Shavar Jeffries, law professor and member of the Newark School Advisory Board, explains why afterschool programs are important:
When I was 10, my mother was killed. Shortly thereafter, my father abandoned my family. My grandmother took me in and put me in after-school programs run by the Boys & Girls Club of Newark, where I received academic, social and emotional support that she could not provide by herself. These programs helped change my life and put me on a path where, as a taxpayer, law teacher, elected official and former senior executive in the state Attorney General’s Office.
NJ Spotlight reviews the animus towards online charter schools.

The Star-Ledger investigates the Adelaide Sanford Charter School in Newark, where the state has spent “hundreds of thousands of dollars to lease the James Street building over the past 16 months [while] the children were being educated somewhere else." Editorial here.

The Press of Atlantic City looks at how the School Funding Reform Act underfunds some South Jersey districts. A new bill would increase aid by eliminating the geographic cost adjustment based on assumptions about cost of living differences between the northern and southern parts of the state.

The Burlington County Times reviews the increasing participation in NJ’s Interdistrict Public School Choice Program. This year Northern Burlington and Pemberton joined as choice districts, enabling children outside district boundaries to attend schools.

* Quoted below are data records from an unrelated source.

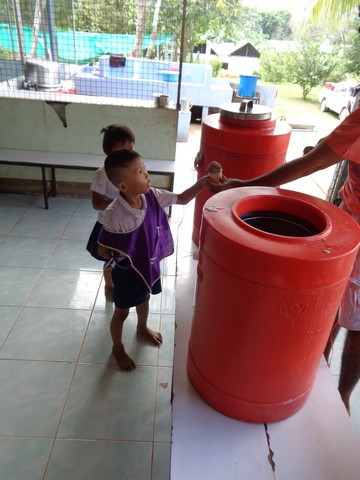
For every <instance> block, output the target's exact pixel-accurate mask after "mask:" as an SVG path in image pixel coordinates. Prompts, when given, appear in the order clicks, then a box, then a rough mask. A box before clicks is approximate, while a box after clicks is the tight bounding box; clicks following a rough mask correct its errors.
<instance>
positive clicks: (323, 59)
mask: <svg viewBox="0 0 360 480" xmlns="http://www.w3.org/2000/svg"><path fill="white" fill-rule="evenodd" d="M336 62H337V57H336V56H334V55H332V54H327V53H323V52H322V51H321V46H320V44H319V43H315V42H313V41H311V40H310V39H309V38H307V37H304V38H303V39H302V42H301V44H300V46H299V48H298V49H296V50H295V51H293V52H289V53H288V55H287V67H286V68H287V72H288V75H289V77H290V80H291V81H292V82H293V83H295V84H296V85H299V86H300V87H301V91H302V96H303V98H304V99H306V97H307V96H308V94H309V93H310V90H311V89H312V88H313V87H316V86H317V85H320V84H323V83H324V82H325V80H329V76H330V74H331V72H332V71H333V70H334V68H335V66H336Z"/></svg>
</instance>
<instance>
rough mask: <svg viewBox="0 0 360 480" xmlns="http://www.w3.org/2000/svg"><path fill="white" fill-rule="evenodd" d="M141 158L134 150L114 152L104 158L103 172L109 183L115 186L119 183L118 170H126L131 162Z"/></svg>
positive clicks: (113, 151)
mask: <svg viewBox="0 0 360 480" xmlns="http://www.w3.org/2000/svg"><path fill="white" fill-rule="evenodd" d="M139 157H141V155H140V153H138V152H135V150H127V149H123V150H114V151H113V152H111V153H110V154H109V155H108V156H107V157H106V158H105V163H104V166H105V172H106V175H107V176H108V178H109V180H110V181H111V183H113V184H114V185H115V186H117V184H118V183H119V180H120V173H119V169H121V168H126V167H127V166H129V165H130V163H131V162H133V161H134V160H136V159H137V158H139Z"/></svg>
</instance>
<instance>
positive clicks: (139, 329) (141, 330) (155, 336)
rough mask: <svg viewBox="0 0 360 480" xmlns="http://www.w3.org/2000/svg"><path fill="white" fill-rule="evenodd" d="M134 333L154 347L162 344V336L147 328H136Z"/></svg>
mask: <svg viewBox="0 0 360 480" xmlns="http://www.w3.org/2000/svg"><path fill="white" fill-rule="evenodd" d="M136 333H137V334H138V335H141V336H142V337H144V338H146V340H149V342H150V343H153V344H154V345H161V344H162V335H161V333H160V332H155V331H154V330H151V329H150V328H148V327H145V328H142V327H137V330H136Z"/></svg>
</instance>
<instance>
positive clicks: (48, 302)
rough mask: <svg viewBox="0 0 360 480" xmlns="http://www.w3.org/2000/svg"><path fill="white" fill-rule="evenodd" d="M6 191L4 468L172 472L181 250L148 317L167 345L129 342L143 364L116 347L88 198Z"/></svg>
mask: <svg viewBox="0 0 360 480" xmlns="http://www.w3.org/2000/svg"><path fill="white" fill-rule="evenodd" d="M50 205H51V206H50V210H48V211H47V210H44V208H43V200H42V198H41V197H39V198H36V197H32V196H24V195H5V194H1V195H0V216H1V219H2V221H1V223H0V275H1V289H0V346H1V349H0V359H1V360H0V382H1V389H0V444H1V447H0V479H1V480H3V479H4V480H5V479H6V480H18V479H20V478H26V480H40V479H47V480H49V479H58V480H64V479H77V480H79V479H87V480H90V479H94V480H99V479H100V478H101V479H102V478H103V479H105V478H106V479H119V478H123V479H139V480H144V479H150V478H152V479H159V480H162V479H168V478H169V462H170V444H171V443H170V442H171V403H170V401H171V383H172V363H173V345H174V319H175V288H174V283H175V258H174V257H172V258H170V259H168V260H167V262H165V264H164V266H163V272H164V275H163V293H162V294H161V295H160V296H156V297H153V301H152V302H151V313H150V322H149V323H150V325H151V326H153V327H154V328H158V329H160V330H161V331H162V334H163V337H164V346H163V347H162V348H161V349H159V348H156V347H152V346H150V345H148V344H146V343H145V342H142V341H141V340H139V339H138V338H137V337H136V335H135V328H136V320H135V317H134V314H132V315H130V318H129V319H128V320H127V322H126V328H125V338H124V341H125V344H126V346H127V349H128V351H129V353H130V355H131V356H132V357H133V358H134V359H135V360H136V362H137V363H138V365H139V368H138V369H137V370H135V371H134V372H132V373H130V374H128V373H122V372H120V371H119V370H118V368H117V367H116V365H115V364H114V362H113V359H112V358H111V357H110V352H111V340H110V336H109V321H110V318H111V315H112V309H113V307H112V304H109V303H107V302H105V298H104V293H103V292H104V285H103V280H102V265H101V263H100V262H97V261H96V260H94V259H92V258H91V257H90V255H89V254H88V252H87V251H86V250H85V244H86V241H87V238H88V236H89V232H90V231H91V228H92V226H93V224H94V222H95V219H96V213H95V212H94V211H93V209H92V207H91V203H90V201H89V200H79V199H71V198H51V200H50Z"/></svg>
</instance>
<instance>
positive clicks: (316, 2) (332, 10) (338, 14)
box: [311, 0, 359, 23]
mask: <svg viewBox="0 0 360 480" xmlns="http://www.w3.org/2000/svg"><path fill="white" fill-rule="evenodd" d="M358 5H359V0H318V1H317V2H316V4H315V5H314V7H313V9H312V11H311V18H312V19H313V20H315V21H316V22H323V21H324V20H326V21H328V22H329V21H330V22H332V23H336V22H337V21H338V19H339V18H342V16H343V15H349V14H351V13H352V12H353V11H354V10H355V9H357V8H358Z"/></svg>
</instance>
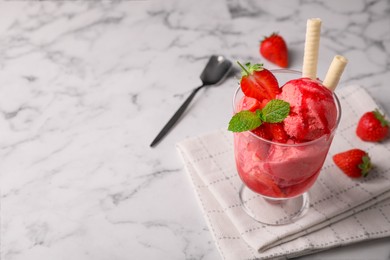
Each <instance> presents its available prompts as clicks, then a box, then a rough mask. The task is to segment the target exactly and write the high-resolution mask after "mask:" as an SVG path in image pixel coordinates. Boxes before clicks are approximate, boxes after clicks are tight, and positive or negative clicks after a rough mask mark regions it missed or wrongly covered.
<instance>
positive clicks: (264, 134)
mask: <svg viewBox="0 0 390 260" xmlns="http://www.w3.org/2000/svg"><path fill="white" fill-rule="evenodd" d="M252 133H254V134H255V135H257V136H260V137H261V138H263V139H267V140H270V141H271V140H272V133H271V132H270V131H269V129H268V128H267V127H266V123H263V124H261V125H260V126H259V127H257V128H255V129H254V130H252Z"/></svg>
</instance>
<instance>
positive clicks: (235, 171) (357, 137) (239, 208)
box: [177, 85, 390, 259]
mask: <svg viewBox="0 0 390 260" xmlns="http://www.w3.org/2000/svg"><path fill="white" fill-rule="evenodd" d="M337 95H338V97H339V100H340V103H341V107H342V118H341V123H340V126H339V128H338V130H337V133H336V136H335V138H334V140H333V144H332V146H331V149H330V151H329V155H328V157H327V159H326V161H325V164H324V167H323V169H322V171H321V173H320V176H319V178H318V180H317V181H316V183H315V185H314V186H313V187H312V188H311V189H310V192H309V193H310V209H309V211H308V213H307V214H306V215H305V216H304V217H303V218H301V219H299V220H297V221H296V222H294V223H292V224H288V225H283V226H268V225H263V224H260V223H258V222H257V221H255V220H253V219H252V218H251V217H249V216H248V215H247V214H246V213H245V211H244V210H243V209H242V207H241V204H240V201H239V196H238V191H239V189H240V187H241V184H242V182H241V180H240V178H239V177H238V174H237V172H236V168H235V162H234V152H233V139H232V134H231V133H229V132H228V131H227V130H219V131H216V132H213V133H209V134H206V135H203V136H200V137H196V138H190V139H187V140H184V141H181V142H180V143H178V144H177V148H178V150H179V152H180V154H181V155H182V158H183V161H184V164H185V167H186V169H187V171H188V173H189V175H190V176H191V180H192V183H193V186H194V188H195V191H196V194H197V197H198V198H199V201H200V204H201V207H202V209H203V212H204V215H205V218H206V220H207V222H208V225H209V228H210V231H211V232H212V234H213V237H214V239H215V242H216V245H217V247H218V249H219V251H220V253H221V255H222V257H223V258H224V259H255V258H257V259H266V258H275V257H283V256H298V255H303V254H307V253H312V252H315V251H317V250H324V249H326V248H331V247H335V246H340V245H345V244H349V243H353V242H358V241H363V240H367V239H373V238H379V237H385V236H389V235H390V161H389V160H388V158H390V142H389V141H388V140H387V141H385V142H382V143H368V142H363V141H361V140H360V139H359V138H358V137H357V136H356V134H355V129H356V124H357V121H358V119H359V118H360V116H361V115H362V114H363V113H364V112H366V111H370V110H373V109H375V108H377V107H378V105H377V104H376V103H375V102H374V101H373V99H372V98H371V97H370V96H369V95H368V94H367V92H366V91H365V90H364V89H363V88H361V87H359V86H356V85H352V86H348V87H343V88H340V89H339V90H338V92H337ZM352 148H361V149H363V150H365V151H367V152H368V153H369V155H370V156H371V159H372V162H373V164H374V165H375V168H374V169H373V170H372V171H371V172H370V175H369V176H368V177H366V178H363V179H351V178H349V177H347V176H345V175H344V174H343V173H342V172H341V171H340V170H339V169H338V168H337V167H336V166H335V165H334V163H333V162H332V159H331V156H332V155H333V154H335V153H338V152H341V151H345V150H348V149H352Z"/></svg>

Posted this week on Eduwonk:
A leading school labor leader Thursday compared public education to the auto industry and warned about 700 northern Illinois school board members that unless labor and management stopped fighting and worked together to improve education, American parents would turn to private schools much as car buyers have turned to foreign markets.

``We can`t make the same mistake and management have to make significant changes, significant sacrifices to keep public education alive. Tinkering will no longer help.``

Thursday he repeated his calls for making teaching ``a true profession,`` and said that wouldn`t happen as long as teaching was looked at as ``an occupation you went into if you were stupid.``
``We have to give teachers respect and allow them to make some decisions about how they will do their jobs. We aren`t going to get bright college graduates to go into teaching, even if we pay then high salaries, if they don`t feel they can use their talents and skills with some degree of independence.``
 The source? A 1985 Chicago Tribune article on Albert Shanker, President of the AFT.